Il Santuario della Beata Vergine delle Grazie si trova a Curtatone, poco lontano dalle rive del Mincio, alle porte di Mantova. Fu costruito tra il 1399 e il 1406, per volontà di Francesco I Gonzaga, in un luogo dove era fortemente radicato il culto mariano: Francesco I lo fece erigere come voto alla Madonna dopo una pestilenza. La struttura è attribuita all’architetto Bartolino da Novara, lo stesso che progettò il Castello di San Giorgio e il Castello Estense di Ferrara. La chiesa fu poi ampliata successivamente con il convento, la biblioteca, l’oratorio. È un imponente edificio gotico, con interno a navata unica: le volte a crociera sono decorate con ricchi affreschi floreali, e al centro del soffitto famoso è il coccodrillo appeso, che fu qui collocato probabilmente tra Quattro e Cinquecento.
Lo straordinario e antichissimo complesso si trova nel centro di San Benedetto Po: la sua storia comincia tradizionalmente nell’anno 1007, quando Tedaldo di Canossa, nonno di Matilde, fondò il monastero in un’area paludosa, all’epoca abitata da pochissime persone, su quella che al tempo era un’isola situata tra il Po e il Lirone (da cui il nome dell’abbazia). Il monastero si ingrandì poi lungo i secoli, anche grazie all’apporto di Matilde di Canossa, il cui monumento funebre si trova all’interno della chiesa abbaziale. Nel complesso si trovano numerosi capolavori: il refettorio del convento ospita il famoso affresco del Correggio (un’architettura dipinta che doveva incorniciare l’Ultima cena di Girolamo Bonsignori), e poi la sagrestia affrescata dalla scuola di Giulio Romano, le numerose sculture cinquecentesche di Antonio Begarelli e molto altro. Leggi anche l’approfondimento che abbiamo dedicato all’abbazia di Polirone.

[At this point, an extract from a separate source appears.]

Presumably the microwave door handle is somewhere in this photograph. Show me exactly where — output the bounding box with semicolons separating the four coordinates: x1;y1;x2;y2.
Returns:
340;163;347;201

Questo parco si trova nei pressi di Marmirolo ed è una foresta che un tempo faceva parte di un’area di proprietà dei Gonzaga, riservata alla caccia. Proprio al centro della riserva sorge infatti la Palazzina di Caccia fatta edificare alla fine del Cinquecento da Vincenzo I Gonzaga, che si distingue per il suo aspetto rustico: si compone di dieci sale, di cui due saloni d’onore che servivano per i ricevimenti. La Palazzina apre solo in determinate occasioni e quindi non sempre è visitabile: è però sempre percorribile la riserva naturale, che è tuttavia solo una parte del più esteso bosco gonzaghesco anticoq. Dopo l’abbandono a seguito della caduta del ducato, infatti, la foresta cominciò a diminuire progressivamente: si è salvata dalla scomparsa perché nel 1910 è entrata a far parte del Demanio Forestale, atto che ha sancito l’inizio della tutela del bosco.
Sono singolari ponti costruiti su chiatte ormeggiate sul fiume Oglio (quello di Torre d’Oglio) e sul canale Navarolo (quello di Commessaggio). Sono moderni: sono stati costruiti rispettivamente nel 1926 e nel 1976, per sostituire strutture precedenti ormai in rovina o pericolanti. Quello di Commessaggio è per l’attraversamento pedonale, mentre quello di Torre d’Oglio, che poggia su di una struttura più solida, si può attraversare anche in auto. In virtù della loro particolarità (sono rarissimi i ponti di barche, in Italia e non solo), i due ponti sono stati spesso scelti come set per film e riprese varie.